Bargaining in the Shadow of the Market

Bargaining in the Shadow of the Market
Author :
Publisher : World Scientific
Total Pages : 229
Release :
ISBN-10 : 9789814447577
ISBN-13 : 9814447579
Rating : 4/5 (77 Downloads)

Synopsis Bargaining in the Shadow of the Market by : Kalyan Chatterjee

Bargaining in the Shadow of the Market OCo Selected Papers on Bilateral and Multilateral Bargaining consists of selected research in bargaining carried out by Kalyan Chatterjee by himself and with various co-authors. Chatterjee has been one of the earliest researchers to work on noncooperative bargaining theory and has contributed to bilateral bargaining with parties having private information as well as multilateral coalition formation models.

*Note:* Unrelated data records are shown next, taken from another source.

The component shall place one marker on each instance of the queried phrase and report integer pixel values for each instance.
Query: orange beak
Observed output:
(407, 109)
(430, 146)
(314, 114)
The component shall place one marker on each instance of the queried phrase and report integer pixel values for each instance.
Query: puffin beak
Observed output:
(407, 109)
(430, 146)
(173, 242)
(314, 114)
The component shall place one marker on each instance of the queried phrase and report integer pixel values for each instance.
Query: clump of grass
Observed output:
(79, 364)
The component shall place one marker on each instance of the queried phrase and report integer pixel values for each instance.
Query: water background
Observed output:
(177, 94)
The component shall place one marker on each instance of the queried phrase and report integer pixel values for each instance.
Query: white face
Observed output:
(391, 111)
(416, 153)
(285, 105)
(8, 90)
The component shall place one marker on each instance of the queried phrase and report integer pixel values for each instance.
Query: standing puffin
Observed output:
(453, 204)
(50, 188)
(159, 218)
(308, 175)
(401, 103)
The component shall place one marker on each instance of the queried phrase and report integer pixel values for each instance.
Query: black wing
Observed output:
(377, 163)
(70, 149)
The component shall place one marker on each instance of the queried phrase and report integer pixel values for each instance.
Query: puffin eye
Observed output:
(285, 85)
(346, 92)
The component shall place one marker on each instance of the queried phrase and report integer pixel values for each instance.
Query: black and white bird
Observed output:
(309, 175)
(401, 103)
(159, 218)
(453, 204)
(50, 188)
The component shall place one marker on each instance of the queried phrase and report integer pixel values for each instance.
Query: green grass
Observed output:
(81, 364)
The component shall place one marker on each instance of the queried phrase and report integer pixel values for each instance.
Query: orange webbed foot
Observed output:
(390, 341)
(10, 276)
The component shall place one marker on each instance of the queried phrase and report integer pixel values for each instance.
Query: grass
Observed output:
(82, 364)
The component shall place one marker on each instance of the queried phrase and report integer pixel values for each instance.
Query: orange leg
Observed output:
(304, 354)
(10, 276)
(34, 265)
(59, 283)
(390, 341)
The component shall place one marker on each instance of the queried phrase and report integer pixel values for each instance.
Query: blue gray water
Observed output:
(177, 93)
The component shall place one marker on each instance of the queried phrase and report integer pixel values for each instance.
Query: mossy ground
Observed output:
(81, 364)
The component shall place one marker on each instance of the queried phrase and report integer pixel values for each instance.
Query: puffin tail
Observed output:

Some of his work in each of these areas finds place here.The main theme of this collection of papers is the nature of negotiations when participants have alternatives to continue negotiating, either by beginning negotiations with a different partner or set of partners or by engaging in time-consuming search for such partners. Chapters in this book include: a noncooperative theory of coalitional bargaining and features a laboratory experiment relevant to this theory as well as an extension to political negotiations, search for alternative partners, the effect of markets and bargaining on incentives of players to invest in the partnership and related papers on incentive compatibility, arbitration and a dynamic model of negotiation. The book also includes a new introduction that puts these papers in the context of the broader literature in the field.

Creative Conflict

Creative Conflict
Author :
Publisher : Harvard Business Press
Total Pages : 162
Release :
ISBN-10 : 9781633699502
ISBN-13 : 1633699501
Rating : 4/5 (02 Downloads)

Synopsis Creative Conflict by : Bill Sanders

Negotiation is stuck. It's time for something new. Almost everything is negotiable. Almost every interaction is a negotiation. And in no field is this clearer than in business, where every day we work with others to get things done. But when we have real differences, is win-win always possible? Or must every negotiation be a zero-sum battle, with a winner and a loser? Over the last half century, two opposing philosophies have ruled the field of negotiation: the win-lose, tooth-and-nail approach of training guru Chester Karrass; and the win-win, "principled" creed of Getting to Yes, developed by Roger Fisher and William Ury. But neither approach fully meets the challenge of today's volatile, disruptive, ultracompetitive business environment, where strategic problem-solving is of critical importance. In Creative Conflict, negotiation experts Bill Sanders and Frank Mobus provide something new. They use a dynamic, dialectical approach to show how negotiations are driven by competition and cooperation at the same time. Counterintuitively, they reveal that conflict lies at the heart of more profitable agreements. They believe that when we tiptoe around conflict, we negotiate in a half-hearted way that limits our results. By contrast, creative negotiators probe and push until they hit a wall of disagreement, and then they figure out how to get past it. The authors construct a clear and useful framework based on three distinct negotiating contexts: Bargaining, Creative Dealmaking, and Relationship Building. They instruct readers on how to skillfully pursue their fair share while simultaneously seeking ways to expand a deal's scope and value for both sides.